Stephen waved toward the east. “The frame is still up from the sweat lodge we helped Henry build last spring at the edge of the lake. I brought tarps from home, and I know Henry keeps blankets in his cabin.”
“What about the rocks for the sweat?”
“The Grandfathers? He keeps those with the blankets.”
“Why is it so important that you do a sweat now, today?”
“I had a dream, Annie. It seemed a lot like the vision Henry had, the one he told me about on the phone the other day. Someone, or maybe something, was watching our house. It didn’t go on long enough for me to see it clearly. If it was a vision, and if it’s a warning of some kind, I want to try to get a better handle on it. I’m hoping a sweat might do the trick.”
“You understand these things better than I do, but how will the sweat help?”
“I need to be cleansed. The truth is,” he confessed, “I’ve been holding on to a lot of negative stuff because of Skye and . . . well . . . you.”
“I’m sorry.”
“That’s okay. It’s my stuff to deal with. But I think it might be getting in the way of seeing this vision clearly. I figured if Henry was here, he’d have me do a sweat.”
“I’ll be glad to do whatever I can to help.”

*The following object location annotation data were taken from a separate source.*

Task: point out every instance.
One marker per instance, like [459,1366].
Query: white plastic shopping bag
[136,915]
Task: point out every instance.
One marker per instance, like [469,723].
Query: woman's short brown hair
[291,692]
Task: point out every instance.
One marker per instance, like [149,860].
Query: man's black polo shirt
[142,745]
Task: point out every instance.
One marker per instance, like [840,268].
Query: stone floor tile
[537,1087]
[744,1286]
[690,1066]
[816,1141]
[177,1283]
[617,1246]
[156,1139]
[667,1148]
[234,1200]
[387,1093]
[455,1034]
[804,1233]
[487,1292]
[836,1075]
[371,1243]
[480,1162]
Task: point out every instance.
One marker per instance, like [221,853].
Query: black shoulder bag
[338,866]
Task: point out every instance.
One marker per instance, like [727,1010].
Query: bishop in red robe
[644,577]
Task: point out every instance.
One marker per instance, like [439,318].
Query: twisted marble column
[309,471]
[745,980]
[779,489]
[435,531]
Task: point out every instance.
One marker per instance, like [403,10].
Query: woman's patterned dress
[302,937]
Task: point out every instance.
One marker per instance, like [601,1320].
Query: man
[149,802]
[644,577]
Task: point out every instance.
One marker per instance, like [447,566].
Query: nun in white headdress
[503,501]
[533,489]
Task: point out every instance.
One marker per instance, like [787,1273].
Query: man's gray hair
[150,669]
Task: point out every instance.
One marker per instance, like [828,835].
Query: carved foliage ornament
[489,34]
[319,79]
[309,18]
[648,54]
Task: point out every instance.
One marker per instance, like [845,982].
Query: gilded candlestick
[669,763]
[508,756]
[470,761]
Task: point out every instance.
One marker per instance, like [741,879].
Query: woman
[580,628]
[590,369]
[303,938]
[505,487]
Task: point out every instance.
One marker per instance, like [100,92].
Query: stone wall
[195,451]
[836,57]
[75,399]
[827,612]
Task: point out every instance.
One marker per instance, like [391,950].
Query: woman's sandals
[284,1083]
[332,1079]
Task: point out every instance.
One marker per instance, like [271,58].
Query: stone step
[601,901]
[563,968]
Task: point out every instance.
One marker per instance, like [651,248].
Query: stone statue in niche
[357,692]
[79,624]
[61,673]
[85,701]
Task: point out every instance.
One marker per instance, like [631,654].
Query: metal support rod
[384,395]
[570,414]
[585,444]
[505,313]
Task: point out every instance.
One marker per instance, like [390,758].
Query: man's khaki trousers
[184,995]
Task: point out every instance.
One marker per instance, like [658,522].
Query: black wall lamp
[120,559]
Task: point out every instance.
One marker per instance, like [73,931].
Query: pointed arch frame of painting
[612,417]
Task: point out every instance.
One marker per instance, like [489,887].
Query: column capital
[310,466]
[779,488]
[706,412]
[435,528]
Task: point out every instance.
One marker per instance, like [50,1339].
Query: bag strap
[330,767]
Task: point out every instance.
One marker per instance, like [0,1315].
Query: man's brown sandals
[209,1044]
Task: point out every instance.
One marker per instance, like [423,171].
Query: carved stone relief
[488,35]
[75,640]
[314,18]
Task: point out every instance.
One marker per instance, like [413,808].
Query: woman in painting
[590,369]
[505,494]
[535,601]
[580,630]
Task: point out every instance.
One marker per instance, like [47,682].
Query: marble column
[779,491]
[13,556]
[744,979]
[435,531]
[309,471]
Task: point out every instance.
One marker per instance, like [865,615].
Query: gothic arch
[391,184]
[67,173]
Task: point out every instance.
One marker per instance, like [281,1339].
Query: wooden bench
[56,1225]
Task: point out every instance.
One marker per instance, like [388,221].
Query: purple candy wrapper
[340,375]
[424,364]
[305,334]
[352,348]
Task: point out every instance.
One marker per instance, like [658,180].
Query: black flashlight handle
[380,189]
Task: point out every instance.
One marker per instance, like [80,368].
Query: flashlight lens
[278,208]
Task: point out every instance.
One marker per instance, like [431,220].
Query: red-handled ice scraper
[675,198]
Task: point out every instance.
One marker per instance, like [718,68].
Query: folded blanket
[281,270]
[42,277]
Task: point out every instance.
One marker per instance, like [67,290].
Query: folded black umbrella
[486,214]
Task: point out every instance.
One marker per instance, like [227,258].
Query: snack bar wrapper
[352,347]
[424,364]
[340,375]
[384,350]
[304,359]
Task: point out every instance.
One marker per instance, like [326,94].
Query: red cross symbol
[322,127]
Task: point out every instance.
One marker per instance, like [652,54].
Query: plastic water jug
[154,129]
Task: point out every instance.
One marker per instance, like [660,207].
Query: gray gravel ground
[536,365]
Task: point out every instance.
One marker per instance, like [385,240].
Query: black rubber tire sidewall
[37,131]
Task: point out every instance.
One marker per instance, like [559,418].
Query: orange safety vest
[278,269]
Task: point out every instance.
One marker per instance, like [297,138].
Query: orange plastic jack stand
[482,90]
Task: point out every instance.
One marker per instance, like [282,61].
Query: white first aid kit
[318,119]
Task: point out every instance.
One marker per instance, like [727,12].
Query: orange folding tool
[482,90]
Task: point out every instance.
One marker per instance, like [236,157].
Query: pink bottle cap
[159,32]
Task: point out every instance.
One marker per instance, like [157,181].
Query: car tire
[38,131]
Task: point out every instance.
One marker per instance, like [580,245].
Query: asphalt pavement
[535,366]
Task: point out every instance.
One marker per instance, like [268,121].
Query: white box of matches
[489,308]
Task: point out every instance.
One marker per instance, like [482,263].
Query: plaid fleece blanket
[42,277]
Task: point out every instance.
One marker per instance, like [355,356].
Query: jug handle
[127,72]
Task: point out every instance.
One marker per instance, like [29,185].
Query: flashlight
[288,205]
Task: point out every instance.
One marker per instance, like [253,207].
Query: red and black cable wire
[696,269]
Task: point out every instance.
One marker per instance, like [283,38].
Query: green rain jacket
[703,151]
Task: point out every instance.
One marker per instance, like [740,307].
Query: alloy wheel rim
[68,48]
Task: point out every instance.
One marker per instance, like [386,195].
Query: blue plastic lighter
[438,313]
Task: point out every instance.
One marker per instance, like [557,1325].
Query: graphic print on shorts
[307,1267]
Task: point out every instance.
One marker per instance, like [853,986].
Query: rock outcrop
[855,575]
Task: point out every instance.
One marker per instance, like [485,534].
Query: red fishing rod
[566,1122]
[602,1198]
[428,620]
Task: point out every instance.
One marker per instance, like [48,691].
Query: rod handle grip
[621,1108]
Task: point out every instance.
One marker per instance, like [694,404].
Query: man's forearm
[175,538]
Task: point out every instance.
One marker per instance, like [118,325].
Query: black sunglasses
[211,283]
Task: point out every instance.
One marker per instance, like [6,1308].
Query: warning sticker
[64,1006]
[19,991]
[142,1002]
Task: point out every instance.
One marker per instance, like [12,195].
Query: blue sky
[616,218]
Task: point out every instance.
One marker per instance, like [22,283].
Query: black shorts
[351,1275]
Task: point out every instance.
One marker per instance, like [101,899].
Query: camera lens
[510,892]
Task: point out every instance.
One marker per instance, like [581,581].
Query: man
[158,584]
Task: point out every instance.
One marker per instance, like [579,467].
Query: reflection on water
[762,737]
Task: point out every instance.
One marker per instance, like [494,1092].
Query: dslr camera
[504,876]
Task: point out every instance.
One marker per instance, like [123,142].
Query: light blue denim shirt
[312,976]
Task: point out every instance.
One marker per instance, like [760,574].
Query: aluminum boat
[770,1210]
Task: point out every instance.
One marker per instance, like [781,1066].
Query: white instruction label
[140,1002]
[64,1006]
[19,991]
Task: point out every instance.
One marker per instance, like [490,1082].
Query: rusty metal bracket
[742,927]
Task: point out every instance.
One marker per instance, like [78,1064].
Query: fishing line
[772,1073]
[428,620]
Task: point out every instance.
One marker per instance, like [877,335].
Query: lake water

He grinned. “Believe me, there’s plenty.”
* * *
The frame of the sweat lodge stood at the edge of Iron Lake, a hundred yards east of Rainy’s cabin, behind a stand of aspen, half buried in snow. Stephen had brought two snow shovels, and he and Anne spent an hour clearing the frame all the way down to the frozen earth. They also cleared an area nearby in which Stephen intended to build the fire that would warm the mishoomisag, the Grandfathers, stones that would heat the lodge for the sweat. They carried wood from the stack that had been piled against Rainy’s cabin, and Stephen built the fire. While it blazed, they covered the frame with the tarps he’d hauled in on the Bearcat. They brought the blankets from Meloux’s cabin, and the Grandfathers, and also a pitchfork, which Meloux used to handle the stones after they’d been heated.
When there were good, hot coals, Stephen laid a number of the stones on them, then he said, “Let’s go back to Meloux’s cabin. He has sage there. We’ll smudge, then I’ll begin the sweat.”
“It’s lunchtime,” Anne said. “Want to eat first?”
“I’m fasting. But you go ahead.”
Anne shook her head. “I’ll eat later.”
Meloux kept many herbs in a cedar box under his bunk. Stephen pulled the box into the light and took out a bundle of dried sage the Mide had tied with a hemp string. He put the bundle on top of Meloux’s woodstove, untied the string, and lit the loose sage with a kitchen match. He waved the smoke over himself, and Anne did the same. He said a prayer: “Great Spirit, cleanse my heart and mind. If there’s some truth that you want me to see, take away the fog from my thinking. Help me walk the path ahead without anger or fear, and with a clear, unblinking eye. You are the weaver, and I am a thread. Help me accept your design, whatever that may be.”